Shrewsbury was a significant builder of industrial locomotives. Sentinel’s economical little vertical-boilered machines were turned out until 1958, then, taken over by Rolls-Royce, the business made a very successful transition to diesel power. Later sold as Rolls-Royce locomotives, Shrewsburybuilt diesel shunting locomotives were widely used in industry.
The subject of railways in Shropshire is both broad and deep. The topics within each chapter would themselves be worth a substantial book, many of which have been published, and many topics have been tackled more than once. This book cannot hope to encompass the depth of those works, but in exploring the breadth of the subject, will perhaps encourage the reader to further study of those areas that particularly catch the imagination – for a good imagination is a valuable asset where much of the county’s railway interest is concerned. Much has gone, and redevelopment has in some cases removed all traces of what was once there, especially within the bounds of Telford.* The appended bibliography may provide a useful starting point for further reading.
* The Borough of Telford and Wrekin is a unitary authority, historically and geographically located within Shropshire.
CHAPTER 1
The Pre-Railway Age
Earliest Times
Mining for coal in East Shropshire can be traced back at least as far as the thirteenth century, possibly to Roman times. The numerous bell pits and adits were already a feature of the area when the first tentative steps to railway construction were taken. In 1605, a wooden railway carrying coal from Broseley, via Birch Batch* to the River Severn at the Calcutts, was the subject of a dispute between James Clifford, lord of the manor, and his tenants Messrs Wilcox and Wells, who had built the line.
It is not certain when, exactly, the line was constructed. In 1604, the Wollaton Wagonway opened in Nottinghamshire, to carry coal from mines at Strelley to Wollaton, mostly for onwards movement by road to the River Trent. The Wollaton line is generally regarded as the first overland true railway in the world (more primitive wagonways in mines used plain wheels on boards, with pins and slots for guidance).
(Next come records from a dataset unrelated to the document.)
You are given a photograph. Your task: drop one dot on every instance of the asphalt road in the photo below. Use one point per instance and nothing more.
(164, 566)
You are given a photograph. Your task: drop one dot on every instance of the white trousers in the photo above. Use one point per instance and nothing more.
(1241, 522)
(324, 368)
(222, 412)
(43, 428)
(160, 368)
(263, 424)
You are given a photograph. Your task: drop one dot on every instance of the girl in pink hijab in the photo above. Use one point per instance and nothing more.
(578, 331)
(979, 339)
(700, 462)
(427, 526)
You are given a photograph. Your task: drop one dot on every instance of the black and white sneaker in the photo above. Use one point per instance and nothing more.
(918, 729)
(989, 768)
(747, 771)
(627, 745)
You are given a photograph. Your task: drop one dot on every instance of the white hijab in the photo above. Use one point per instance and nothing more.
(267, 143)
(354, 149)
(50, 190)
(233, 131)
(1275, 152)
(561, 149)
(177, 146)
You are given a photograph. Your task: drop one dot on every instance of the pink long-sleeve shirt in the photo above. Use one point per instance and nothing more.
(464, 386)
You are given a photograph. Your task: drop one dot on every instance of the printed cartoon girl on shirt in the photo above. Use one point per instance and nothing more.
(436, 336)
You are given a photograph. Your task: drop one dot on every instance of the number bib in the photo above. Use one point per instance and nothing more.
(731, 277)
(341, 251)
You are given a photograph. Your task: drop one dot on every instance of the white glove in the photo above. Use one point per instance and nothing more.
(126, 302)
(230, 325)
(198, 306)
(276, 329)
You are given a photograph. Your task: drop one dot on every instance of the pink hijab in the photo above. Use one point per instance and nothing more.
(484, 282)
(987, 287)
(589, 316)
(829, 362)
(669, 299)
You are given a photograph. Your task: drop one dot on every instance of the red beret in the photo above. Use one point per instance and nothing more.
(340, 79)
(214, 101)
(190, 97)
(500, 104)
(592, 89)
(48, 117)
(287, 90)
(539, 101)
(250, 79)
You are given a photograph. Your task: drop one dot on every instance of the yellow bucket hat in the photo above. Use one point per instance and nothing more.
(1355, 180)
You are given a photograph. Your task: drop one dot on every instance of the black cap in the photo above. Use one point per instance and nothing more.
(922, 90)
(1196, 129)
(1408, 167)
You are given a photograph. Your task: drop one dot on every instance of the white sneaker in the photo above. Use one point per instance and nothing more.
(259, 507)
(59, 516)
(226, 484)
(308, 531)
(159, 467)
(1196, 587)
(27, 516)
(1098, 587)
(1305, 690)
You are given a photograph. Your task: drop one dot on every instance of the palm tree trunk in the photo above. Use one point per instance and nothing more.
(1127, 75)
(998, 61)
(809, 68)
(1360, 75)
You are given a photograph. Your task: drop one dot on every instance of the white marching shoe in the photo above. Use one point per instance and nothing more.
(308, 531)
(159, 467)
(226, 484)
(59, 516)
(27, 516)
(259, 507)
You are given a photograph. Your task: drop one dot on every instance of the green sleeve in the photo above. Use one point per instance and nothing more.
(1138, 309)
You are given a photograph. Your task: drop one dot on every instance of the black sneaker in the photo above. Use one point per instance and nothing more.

Recently, there have been suggestions that the Broseley line may already have been in existence when the Nottinghamshire line opened – might Shropshire be the home of the world’s first railway?
Without further documentary evidence, that claim may have to remain unfounded. Huntingdon Beaumont, who built the Wollaton line, went on to develop primitive railways in Northumberland, where a horse would haul a single large chaldron wagon. The practice that developed in Shropshire was to haul several small wagons, coupled together – if not the first railway, then perhaps the first trains.